In South Africa the third wave of Covid infections is being acutely felt, with over 13,000 new cases in a single day and almost no business unaffected by the pandemic. It's expected to peak by the first week of July.
This is the fruit industry's second season of working in a time of pandemic, and industry bodies Hortgro and the Citrus Growers Association have urged the industry to maintain strict Covid guidelines as infections rise.
The last apples like Pink Lady are being picked, while over 70% of grapefruit, almost half of lemons, 38% of soft citrus and 27% of navels have been packed, and Valencias just kicking off.
Slow vaccine rollout
The vaccine rollout is much slower than in other countries, beset with difficulties such as contamination of vaccines, and many aged South Africans have not yet been vaccinated. The vaccination rate is 3.29%.
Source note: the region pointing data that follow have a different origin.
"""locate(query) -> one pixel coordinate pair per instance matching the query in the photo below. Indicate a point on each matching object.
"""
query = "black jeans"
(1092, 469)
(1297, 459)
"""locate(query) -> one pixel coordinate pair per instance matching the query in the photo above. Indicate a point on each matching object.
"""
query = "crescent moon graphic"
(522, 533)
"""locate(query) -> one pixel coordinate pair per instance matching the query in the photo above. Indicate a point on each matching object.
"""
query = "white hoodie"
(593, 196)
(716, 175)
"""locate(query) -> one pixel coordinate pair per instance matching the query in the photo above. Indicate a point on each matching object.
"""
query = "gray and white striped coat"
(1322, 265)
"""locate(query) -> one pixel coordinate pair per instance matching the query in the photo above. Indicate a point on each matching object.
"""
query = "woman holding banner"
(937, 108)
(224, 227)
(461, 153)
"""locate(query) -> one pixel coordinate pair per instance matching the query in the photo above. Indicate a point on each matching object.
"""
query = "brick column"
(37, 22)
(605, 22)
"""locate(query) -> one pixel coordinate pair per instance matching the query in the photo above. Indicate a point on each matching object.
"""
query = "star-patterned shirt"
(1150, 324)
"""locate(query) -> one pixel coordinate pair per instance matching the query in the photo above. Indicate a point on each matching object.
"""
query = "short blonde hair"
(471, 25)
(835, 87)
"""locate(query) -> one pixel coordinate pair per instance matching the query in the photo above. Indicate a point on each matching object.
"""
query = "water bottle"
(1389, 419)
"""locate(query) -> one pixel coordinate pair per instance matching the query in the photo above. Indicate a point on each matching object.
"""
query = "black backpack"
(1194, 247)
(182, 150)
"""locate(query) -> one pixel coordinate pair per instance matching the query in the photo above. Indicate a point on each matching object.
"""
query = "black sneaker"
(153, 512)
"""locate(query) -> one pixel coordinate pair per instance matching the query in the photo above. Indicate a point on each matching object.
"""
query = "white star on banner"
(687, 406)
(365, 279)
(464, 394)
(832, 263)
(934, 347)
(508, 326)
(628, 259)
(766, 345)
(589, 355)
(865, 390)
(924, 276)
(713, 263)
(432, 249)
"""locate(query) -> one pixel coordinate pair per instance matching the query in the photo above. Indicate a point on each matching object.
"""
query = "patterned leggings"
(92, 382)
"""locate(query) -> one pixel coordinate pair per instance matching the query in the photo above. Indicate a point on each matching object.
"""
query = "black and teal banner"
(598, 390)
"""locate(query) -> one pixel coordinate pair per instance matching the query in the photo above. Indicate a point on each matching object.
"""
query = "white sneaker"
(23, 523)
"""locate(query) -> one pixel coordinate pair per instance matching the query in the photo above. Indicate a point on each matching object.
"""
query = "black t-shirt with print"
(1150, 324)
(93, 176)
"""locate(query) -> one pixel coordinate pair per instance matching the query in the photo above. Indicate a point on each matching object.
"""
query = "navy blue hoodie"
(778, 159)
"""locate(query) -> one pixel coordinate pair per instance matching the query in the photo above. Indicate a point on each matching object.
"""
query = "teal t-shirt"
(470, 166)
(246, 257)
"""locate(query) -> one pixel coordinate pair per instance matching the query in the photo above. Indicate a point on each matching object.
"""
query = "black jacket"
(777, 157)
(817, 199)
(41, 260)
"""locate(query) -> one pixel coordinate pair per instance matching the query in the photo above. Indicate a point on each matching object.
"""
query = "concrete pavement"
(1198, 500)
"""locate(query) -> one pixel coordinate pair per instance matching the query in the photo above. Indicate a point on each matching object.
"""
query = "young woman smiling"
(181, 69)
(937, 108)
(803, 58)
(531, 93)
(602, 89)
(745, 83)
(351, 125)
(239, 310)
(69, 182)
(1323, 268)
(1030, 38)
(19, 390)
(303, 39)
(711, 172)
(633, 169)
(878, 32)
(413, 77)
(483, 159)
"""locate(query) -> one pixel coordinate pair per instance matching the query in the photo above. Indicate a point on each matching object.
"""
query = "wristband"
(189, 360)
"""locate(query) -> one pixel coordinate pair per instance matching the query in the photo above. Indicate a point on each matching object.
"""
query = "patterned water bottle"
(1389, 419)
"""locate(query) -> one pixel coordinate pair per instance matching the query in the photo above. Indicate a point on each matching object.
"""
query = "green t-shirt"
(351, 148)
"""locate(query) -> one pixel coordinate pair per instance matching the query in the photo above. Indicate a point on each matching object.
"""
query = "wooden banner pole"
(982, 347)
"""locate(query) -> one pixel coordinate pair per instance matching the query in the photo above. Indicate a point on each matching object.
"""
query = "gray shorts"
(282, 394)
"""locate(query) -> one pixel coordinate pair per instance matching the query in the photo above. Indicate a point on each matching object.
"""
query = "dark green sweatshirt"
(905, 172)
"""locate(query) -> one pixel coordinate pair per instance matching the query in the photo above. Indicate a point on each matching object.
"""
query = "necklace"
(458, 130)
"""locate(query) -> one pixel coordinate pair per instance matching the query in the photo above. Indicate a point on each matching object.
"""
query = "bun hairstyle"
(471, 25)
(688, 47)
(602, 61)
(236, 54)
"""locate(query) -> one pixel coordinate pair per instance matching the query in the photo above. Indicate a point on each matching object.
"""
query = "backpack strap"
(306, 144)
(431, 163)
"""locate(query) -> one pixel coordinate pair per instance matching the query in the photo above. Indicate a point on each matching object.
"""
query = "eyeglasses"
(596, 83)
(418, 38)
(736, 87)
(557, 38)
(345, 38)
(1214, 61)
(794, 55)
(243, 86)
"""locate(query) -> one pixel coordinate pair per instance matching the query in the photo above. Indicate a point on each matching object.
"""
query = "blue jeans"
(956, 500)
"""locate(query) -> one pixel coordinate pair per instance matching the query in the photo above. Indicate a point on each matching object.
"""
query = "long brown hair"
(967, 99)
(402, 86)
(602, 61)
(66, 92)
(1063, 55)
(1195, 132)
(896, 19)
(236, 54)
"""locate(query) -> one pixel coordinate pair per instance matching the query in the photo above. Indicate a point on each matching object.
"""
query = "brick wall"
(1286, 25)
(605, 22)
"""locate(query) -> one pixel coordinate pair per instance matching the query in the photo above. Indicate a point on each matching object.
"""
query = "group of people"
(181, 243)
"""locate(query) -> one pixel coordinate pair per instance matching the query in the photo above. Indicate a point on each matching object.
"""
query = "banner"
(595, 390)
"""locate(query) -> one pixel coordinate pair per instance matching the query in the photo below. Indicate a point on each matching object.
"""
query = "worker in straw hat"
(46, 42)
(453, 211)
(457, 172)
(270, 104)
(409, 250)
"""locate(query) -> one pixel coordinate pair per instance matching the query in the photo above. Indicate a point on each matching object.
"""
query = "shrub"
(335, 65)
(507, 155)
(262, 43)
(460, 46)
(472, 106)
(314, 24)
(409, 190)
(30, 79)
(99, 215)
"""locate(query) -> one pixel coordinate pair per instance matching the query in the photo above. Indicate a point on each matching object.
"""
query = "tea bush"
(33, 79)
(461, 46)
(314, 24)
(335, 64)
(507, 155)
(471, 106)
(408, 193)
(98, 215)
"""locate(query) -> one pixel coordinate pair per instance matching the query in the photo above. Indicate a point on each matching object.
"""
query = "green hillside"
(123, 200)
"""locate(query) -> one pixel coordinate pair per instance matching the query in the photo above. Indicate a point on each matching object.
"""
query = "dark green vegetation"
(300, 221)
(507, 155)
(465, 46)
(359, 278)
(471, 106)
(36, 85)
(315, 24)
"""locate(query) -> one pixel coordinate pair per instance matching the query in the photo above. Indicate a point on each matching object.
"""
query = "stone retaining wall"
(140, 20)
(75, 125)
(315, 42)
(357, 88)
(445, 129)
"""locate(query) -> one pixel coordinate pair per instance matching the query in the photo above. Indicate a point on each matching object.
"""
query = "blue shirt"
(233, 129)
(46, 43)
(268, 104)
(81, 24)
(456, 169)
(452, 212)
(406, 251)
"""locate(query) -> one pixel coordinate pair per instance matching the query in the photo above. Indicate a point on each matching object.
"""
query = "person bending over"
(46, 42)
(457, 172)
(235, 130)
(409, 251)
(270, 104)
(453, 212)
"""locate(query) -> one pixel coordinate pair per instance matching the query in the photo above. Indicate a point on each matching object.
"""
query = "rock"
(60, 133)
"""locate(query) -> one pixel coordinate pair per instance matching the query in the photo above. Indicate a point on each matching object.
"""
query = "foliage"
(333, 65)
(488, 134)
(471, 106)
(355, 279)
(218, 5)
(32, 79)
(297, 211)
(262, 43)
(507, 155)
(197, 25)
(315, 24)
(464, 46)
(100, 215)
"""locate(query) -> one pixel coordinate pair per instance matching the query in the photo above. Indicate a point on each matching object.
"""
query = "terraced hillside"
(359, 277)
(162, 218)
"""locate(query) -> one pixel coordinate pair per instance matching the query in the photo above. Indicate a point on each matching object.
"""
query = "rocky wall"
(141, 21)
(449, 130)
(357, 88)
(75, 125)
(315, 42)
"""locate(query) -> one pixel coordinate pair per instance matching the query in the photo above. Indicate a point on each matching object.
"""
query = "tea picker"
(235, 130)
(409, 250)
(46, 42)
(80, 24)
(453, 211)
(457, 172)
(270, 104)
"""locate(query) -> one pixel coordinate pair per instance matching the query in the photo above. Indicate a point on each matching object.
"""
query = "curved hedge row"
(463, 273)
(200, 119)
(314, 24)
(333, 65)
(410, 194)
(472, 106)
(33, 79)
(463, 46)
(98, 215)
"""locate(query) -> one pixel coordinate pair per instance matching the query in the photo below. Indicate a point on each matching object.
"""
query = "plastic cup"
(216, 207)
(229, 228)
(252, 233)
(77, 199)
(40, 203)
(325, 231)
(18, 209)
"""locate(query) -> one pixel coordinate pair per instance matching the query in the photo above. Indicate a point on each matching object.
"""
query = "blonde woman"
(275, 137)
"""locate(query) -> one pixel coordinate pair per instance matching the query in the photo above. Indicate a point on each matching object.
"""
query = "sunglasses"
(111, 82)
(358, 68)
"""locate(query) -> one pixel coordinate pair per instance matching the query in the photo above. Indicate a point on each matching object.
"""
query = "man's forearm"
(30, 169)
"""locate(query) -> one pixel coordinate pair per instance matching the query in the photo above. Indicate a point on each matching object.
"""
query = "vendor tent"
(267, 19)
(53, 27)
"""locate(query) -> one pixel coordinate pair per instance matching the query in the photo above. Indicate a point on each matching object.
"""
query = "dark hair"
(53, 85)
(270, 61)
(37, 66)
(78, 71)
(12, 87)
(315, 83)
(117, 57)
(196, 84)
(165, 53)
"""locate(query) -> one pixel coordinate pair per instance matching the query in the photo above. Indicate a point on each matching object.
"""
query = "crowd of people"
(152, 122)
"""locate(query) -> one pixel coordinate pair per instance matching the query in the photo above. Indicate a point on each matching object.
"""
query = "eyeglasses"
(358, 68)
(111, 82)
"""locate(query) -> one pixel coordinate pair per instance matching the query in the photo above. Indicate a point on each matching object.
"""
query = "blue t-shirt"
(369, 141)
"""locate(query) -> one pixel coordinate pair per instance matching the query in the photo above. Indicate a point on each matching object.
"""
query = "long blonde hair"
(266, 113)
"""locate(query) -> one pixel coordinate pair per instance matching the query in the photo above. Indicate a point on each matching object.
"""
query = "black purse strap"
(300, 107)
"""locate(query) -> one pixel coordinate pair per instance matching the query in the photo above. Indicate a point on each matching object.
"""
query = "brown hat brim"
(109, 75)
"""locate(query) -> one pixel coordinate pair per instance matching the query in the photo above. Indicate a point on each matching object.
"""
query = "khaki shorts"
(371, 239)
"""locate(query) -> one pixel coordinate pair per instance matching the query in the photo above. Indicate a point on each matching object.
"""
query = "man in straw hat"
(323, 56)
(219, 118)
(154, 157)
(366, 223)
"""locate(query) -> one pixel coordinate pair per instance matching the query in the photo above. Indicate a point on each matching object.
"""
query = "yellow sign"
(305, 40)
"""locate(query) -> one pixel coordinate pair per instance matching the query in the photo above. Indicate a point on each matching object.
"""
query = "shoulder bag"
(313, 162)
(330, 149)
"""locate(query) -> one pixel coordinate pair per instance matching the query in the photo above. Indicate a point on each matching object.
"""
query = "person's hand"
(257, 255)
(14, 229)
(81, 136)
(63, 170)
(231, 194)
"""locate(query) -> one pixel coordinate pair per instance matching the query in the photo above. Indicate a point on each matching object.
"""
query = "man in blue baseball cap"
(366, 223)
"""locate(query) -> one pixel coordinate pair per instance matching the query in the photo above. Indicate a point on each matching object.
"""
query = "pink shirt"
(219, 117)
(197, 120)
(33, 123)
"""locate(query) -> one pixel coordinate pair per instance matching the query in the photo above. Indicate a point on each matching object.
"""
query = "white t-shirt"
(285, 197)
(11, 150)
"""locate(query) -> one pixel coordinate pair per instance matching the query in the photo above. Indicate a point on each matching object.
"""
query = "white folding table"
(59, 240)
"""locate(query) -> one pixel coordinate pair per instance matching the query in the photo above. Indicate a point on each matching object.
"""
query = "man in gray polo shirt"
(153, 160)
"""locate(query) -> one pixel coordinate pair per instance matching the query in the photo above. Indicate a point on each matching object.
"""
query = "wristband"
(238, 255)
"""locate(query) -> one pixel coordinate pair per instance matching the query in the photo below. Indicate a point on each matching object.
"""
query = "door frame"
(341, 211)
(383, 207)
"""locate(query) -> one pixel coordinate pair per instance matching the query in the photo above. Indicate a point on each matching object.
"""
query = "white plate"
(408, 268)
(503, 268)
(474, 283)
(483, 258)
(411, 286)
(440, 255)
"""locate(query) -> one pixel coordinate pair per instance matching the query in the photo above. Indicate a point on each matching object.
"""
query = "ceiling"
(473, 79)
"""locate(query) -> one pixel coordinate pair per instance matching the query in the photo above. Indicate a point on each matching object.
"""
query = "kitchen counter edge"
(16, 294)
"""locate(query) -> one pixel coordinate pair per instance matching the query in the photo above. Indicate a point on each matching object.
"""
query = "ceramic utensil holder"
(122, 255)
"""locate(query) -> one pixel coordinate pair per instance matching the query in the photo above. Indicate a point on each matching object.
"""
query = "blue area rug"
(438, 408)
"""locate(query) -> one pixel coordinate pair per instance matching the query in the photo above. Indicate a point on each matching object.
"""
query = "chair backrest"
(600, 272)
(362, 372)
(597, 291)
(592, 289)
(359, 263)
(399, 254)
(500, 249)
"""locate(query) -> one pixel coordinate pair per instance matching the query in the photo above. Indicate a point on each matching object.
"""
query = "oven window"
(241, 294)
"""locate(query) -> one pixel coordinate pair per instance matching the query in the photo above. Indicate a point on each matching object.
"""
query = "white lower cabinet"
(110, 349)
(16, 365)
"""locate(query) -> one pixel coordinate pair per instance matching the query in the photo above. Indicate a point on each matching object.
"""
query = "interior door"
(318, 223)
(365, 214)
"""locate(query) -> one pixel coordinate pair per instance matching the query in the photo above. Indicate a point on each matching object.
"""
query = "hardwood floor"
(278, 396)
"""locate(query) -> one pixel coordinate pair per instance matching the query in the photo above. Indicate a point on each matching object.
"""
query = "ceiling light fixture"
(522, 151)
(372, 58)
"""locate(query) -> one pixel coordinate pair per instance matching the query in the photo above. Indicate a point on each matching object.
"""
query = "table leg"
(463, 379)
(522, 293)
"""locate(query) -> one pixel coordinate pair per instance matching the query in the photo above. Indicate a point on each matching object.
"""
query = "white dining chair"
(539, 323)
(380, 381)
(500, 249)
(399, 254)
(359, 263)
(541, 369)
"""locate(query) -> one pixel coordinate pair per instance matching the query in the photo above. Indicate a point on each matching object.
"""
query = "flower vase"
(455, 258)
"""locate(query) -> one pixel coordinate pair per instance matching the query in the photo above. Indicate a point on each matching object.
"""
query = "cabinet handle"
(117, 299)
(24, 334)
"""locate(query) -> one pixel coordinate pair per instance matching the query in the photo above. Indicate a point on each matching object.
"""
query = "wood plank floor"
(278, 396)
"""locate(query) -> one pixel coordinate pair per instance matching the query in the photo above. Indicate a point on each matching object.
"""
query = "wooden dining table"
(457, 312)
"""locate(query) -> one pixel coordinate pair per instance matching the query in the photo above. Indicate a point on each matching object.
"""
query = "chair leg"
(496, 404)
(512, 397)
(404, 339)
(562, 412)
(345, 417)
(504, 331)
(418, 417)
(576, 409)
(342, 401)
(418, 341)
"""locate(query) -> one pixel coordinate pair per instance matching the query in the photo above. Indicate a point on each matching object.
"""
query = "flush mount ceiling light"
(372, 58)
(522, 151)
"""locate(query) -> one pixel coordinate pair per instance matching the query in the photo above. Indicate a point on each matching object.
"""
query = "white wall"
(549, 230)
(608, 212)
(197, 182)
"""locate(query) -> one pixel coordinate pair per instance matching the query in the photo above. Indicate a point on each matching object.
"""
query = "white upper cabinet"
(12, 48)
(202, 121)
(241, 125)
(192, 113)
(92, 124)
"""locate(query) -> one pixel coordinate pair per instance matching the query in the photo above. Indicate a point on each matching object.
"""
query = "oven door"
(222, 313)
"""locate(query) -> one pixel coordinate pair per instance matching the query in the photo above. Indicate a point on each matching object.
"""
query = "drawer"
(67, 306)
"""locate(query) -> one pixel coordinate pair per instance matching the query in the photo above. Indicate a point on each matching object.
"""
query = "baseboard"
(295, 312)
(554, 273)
Apart from the constant of Covid, some in the citrus industry say that is where the similarity with last year's season ends.
"This is definitely not an easy year," notes a citrus exporter. "Market conditions are completely different to 2020."
The strong run by the Rand (a rally which has "astounded" economists, wrote Dynamic Outcomes) is slightly weakening to R13,82 today. Exporters would be happy to see it continuing to weaken against the Dollar; it has been eroding export earnings at a time when costs are rising.
The state electricity provider Eskom has been implementing loadshedding, exacerbated by management problems at the nuclear power station Koeberg outside Cape Town. Last week South Africa had stage 4 loadshedding for the first time since September 2020.